Wäinämöinen cannot fashion this mill himself, he must seek aid at home from Ilmarinen, the smith who forged ‘the iron vault of hollow heaven.’ As the hero returns to Kalevala, he meets the Lady of the Rainbow, seated on the arch of the sky, weaving the golden thread. She promises to be his, if he will accomplish certain tasks, and in the course of those he wounds himself with an axe. The wound can only be healed by one who knows the mystic words that hold the secret of the birth of iron. The legend of this evil birth, how iron grew from the milk of a maiden, and was forged by the primeval smith, Ilmarinen, to be the bane of warlike men, is communicated by Wäinämöinen to an old magician. The wizard then solemnly curses the iron, as a living thing, and invokes the aid of the supreme God Ukko, thus bringing together in one prayer the extremes of early religion. Then the hero is healed, and gives thanks to the Creator, ‘in whose hands is the end of a matter.’

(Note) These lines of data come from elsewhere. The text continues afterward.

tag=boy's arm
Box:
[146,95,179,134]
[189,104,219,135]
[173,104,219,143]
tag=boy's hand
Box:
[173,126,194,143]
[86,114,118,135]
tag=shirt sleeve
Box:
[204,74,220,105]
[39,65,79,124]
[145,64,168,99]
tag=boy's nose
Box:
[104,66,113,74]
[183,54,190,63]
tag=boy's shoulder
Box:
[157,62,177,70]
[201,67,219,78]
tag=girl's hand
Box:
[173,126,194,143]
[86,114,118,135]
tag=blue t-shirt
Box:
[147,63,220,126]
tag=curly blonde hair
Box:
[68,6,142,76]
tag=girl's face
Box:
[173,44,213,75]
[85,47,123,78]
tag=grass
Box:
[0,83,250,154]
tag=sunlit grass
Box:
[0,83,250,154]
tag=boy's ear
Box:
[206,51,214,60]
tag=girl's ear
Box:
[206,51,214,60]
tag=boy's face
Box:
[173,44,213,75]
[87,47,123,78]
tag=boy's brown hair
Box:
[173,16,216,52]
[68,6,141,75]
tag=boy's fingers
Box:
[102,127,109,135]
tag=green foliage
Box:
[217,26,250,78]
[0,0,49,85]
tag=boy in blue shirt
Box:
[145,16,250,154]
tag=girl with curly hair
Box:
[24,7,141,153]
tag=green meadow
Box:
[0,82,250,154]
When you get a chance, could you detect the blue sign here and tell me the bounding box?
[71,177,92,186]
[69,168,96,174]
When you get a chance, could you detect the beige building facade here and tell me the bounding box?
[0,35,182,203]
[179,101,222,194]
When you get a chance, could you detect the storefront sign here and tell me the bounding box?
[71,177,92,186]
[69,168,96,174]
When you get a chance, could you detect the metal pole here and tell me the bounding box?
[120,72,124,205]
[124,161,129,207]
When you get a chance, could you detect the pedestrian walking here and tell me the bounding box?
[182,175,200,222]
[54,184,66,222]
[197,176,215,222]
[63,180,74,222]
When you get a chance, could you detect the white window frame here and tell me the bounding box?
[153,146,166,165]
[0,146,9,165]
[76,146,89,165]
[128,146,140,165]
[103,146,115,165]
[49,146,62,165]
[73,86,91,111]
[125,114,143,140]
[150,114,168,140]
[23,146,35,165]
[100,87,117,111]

Returning to Kalevala, Wäinämöinen sends Ilmarinen to Pohjola to make the sampo, ‘a mill for corn one day, for salt the next, for money the next.’ The fatal treasure is concealed by Loutri, and is obviously to play the part of the fairy hoard in the ‘Nibelungen Lied.’

With the eleventh canto a new hero, Ahti, or Lemminkainen, and a new cycle of adventures, is abruptly introduced. Lemminkainen is a profligate wanderer, with as many loves as Hercules. The fact that he is regarded as a form of the sea-god makes it strange that his most noted achievement, the seduction of the whole female population of his island, should correspond with a like feat of Krishna’s. ‘Sixteen thousand and one hundred,’ says the Vishnu Purana, ‘was the number of the maidens; and into so many forms did the son of Madhu multiply himself, so that every one of the damsels thought that he had wedded her in her single person.’ Krishna is the sun, of course, and the maidens are the dew-drops; {170} it is to be hoped that Lemminkainen’s connection with sea-water may save him from the solar hypothesis. His first regular marriage is unhappy, and he is slain in trying to capture a bride from the people of Pohjola. The black waters of the river of forgetfulness sweep him away, and his comb, which he left with his mother, bursts out bleeding—a frequent incident in Russian and other fairy tales. In many household tales, the hero, before setting out on a journey, erects a stick which will fall down when he is in distress, or death. The natives of Australia use this form of divination in actual practice, tying round the stick some of the hair of the person whose fate is to be ascertained. Then, like Demeter seeking Persephonê, the mother questions all the beings of the world, and their answers show a wonderful poetic sympathy with the silent life of Nature. ‘The moon said, I have sorrows enough of my own, without thinking of thy child. My lot is hard, my days are evil. I am born to wander companionless in the night, to shine in the season of frost, to watch through the endless winter, to fade when summer comes as king.’ The sun is kinder, and reveals the place of the hero’s body. The mother collects the scattered limbs, the birds bring healing balm from the heights of heaven, and after a hymn to the goddess of man’s blood, Lemminkainen is made sound and well, as the scattered ‘fragments of no more a man’ were united by the spell of Medea, like those of Osiris by Isis, or of the fair countess by the demon blacksmith in the Russian Märchen, or of the Carib hero mentioned by Mr. McLennan, {171} or of the ox in the South African household tale.